A 50-50 chance to crack the 2^3*3^2 driver here, hmm?
(No one seems to be excited...)

[LaurV]

Quote:

Originally Posted by Batalov

A 50-50 chance to crack the 2^3*3^2 driver here, hmm?
(No one seems to be excited...)

You know, first I was thinking exactly to the same thing, hehe. Then I realized that if you consider the 3 (mod 4) factor in front and the fact that the cofactor is not prime (and it has 164 digits, and also can split in more than two ways), then the chances are much much smaller... somewhere close to one in billions... many billions...

[Batalov]

Quote:

Originally Posted by LaurV

... consider the 3 (mod 4) factor in front and ... many billions...

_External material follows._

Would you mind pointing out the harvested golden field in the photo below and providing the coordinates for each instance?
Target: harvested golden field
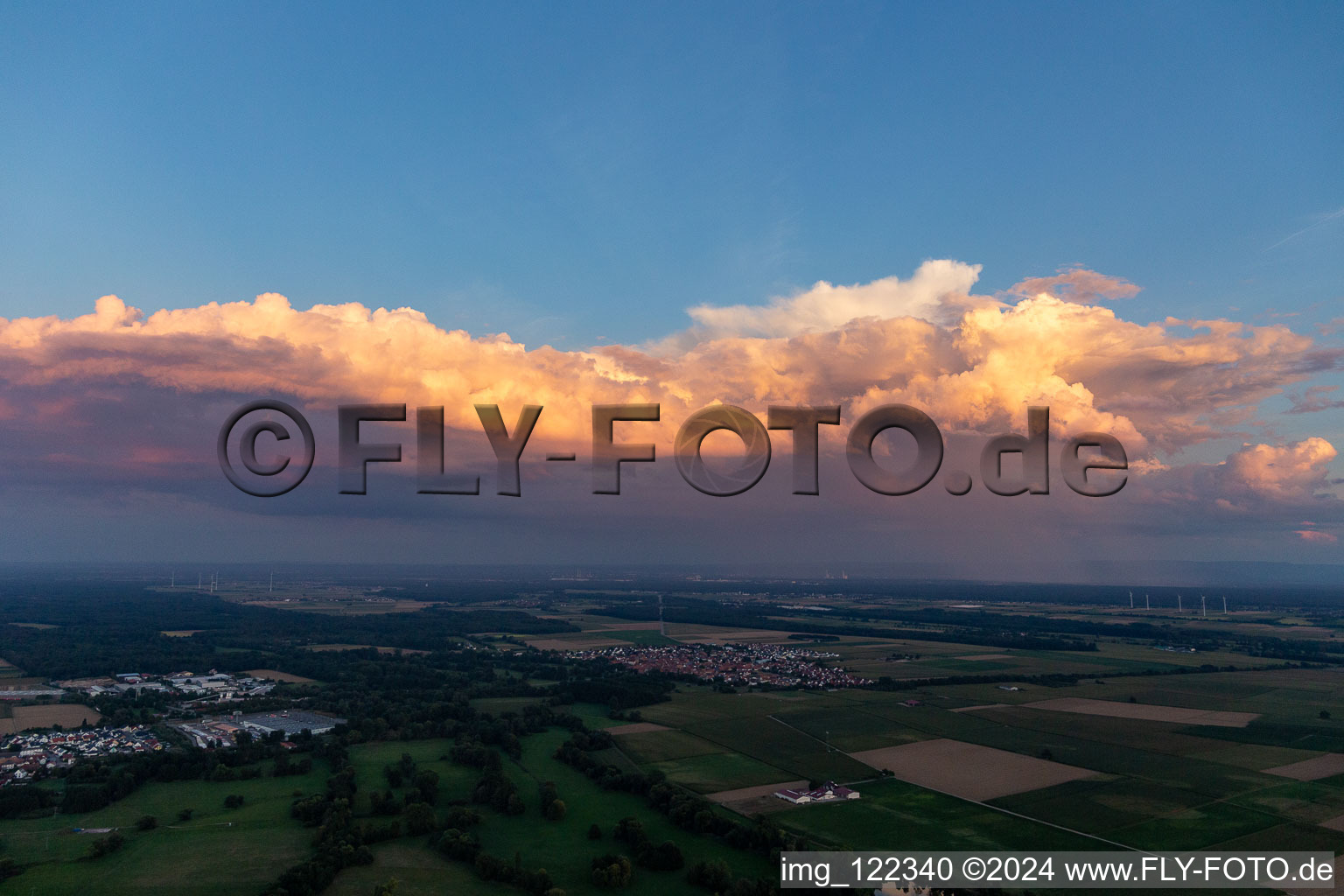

Maybe we are looking at different "in front"s?
...97 is 1 (mod 4) and ...21 is 1 (mod 4).
As Ostap Bender used to say, "I can determine that even without a stethoscope"

[RichD]

Quote:

Originally Posted by LaurV

... (and it has 164 digits, and also can split in more than two ways) ...

Not very likely since yoyo has taken it to a full t60. Anyway Team sieve #43 is on the board. Come join in on the fun. Hopefully I didn't have another brain fart this time.

[LaurV]

Quote:

Originally Posted by Batalov

Maybe we are looking at different "in front"s?
...97 is 1 (mod 4) and ...21 is 1 (mod 4).
As Ostap Bender used to say, "I can determine that even without a stethoscope"

No, we were looking to the same. It was a typo on my side about that 97 being 3 mod 4 (in fact was not a typo, I was idiot in the morning, as usual, but in the tests I put 97, grrr)... Also, the cofactor is 2 mod 3 and 1 mod 4, which is 5 mod 12. Your error (if it was not a joke about 50-50, I took it as a joke) might come from the fact that you forgot to take out the primes, or composites which contains 3, or are 1 mod 3, for all those you get higher chances (especially adding the primes, two primes which are 1 mod 4... but we know the cofactor is not prime). As the digits go higher the chances to get rid of the 2^3 are lower. Also, please remark that in my test there are a lot of multiples of 97 in those k's, therefore artificially increasing the chance of losing the driver (you get 97 squared, so you have two times a perfect square in front, this always adds a bit more than 1% chances (1/97) from which you can't get rid off, but in reality the chances are much lower, you have to decrease 0.01 from the final result [edit: in bold red]). The test takes only composites over a number of digits, which are 5 mod 12 and counts them. When going higher, factoring goes slower, therfore the breaks.

Code:

gp > cnt=0; digits=5; kcn=0; n=12*10^digits; for(k=1,10^6, p=n+12*k+5; if(!isprime(p), kcn++; a=2^3*3^2*97*p; s=sigma(a)-a; f=factorint(s); if(f[1,2]!=3,cnt++; printf("...%d : %2.7f...%c",k,1.0*cnt/kcn,13))))
...999999 : 0.2972856...
gp > cnt=0; digits=10; kcn=0; n=12*10^digits; for(k=1,10^6, p=n+12*k+5; if(!isprime(p), kcn++; a=2^3*3^2*97*p; s=sigma(a)-a; f=factorint(s); if(f[1,2]!=3,cnt++; printf("...%d : %2.7f...%c",k,1.0*cnt/kcn,13))))
 ...134719 : 0.2059614...
  *** user interrupt after 34,942 ms.

gp > cnt=0; digits=40; kcn=0; n=12*10^digits; for(k=1,10^5, p=n+12*k+5; if(!isprime(p), kcn++; a=2^3*3^2*97*p; s=sigma(a)-a; f=factorint(s); if(f[1,2]!=3,cnt++; printf("...%d : %2.7f...%c",k,1.0*cnt/kcn,13))))
 ...337 : 0.0701220...
  ***  user interrupt after 1min, 42,441 ms.
break>

[RichD]

2^3 * 3^4 * ... * C178

t50 by batalov posted here.

Any more curves should be 11e7 or higher.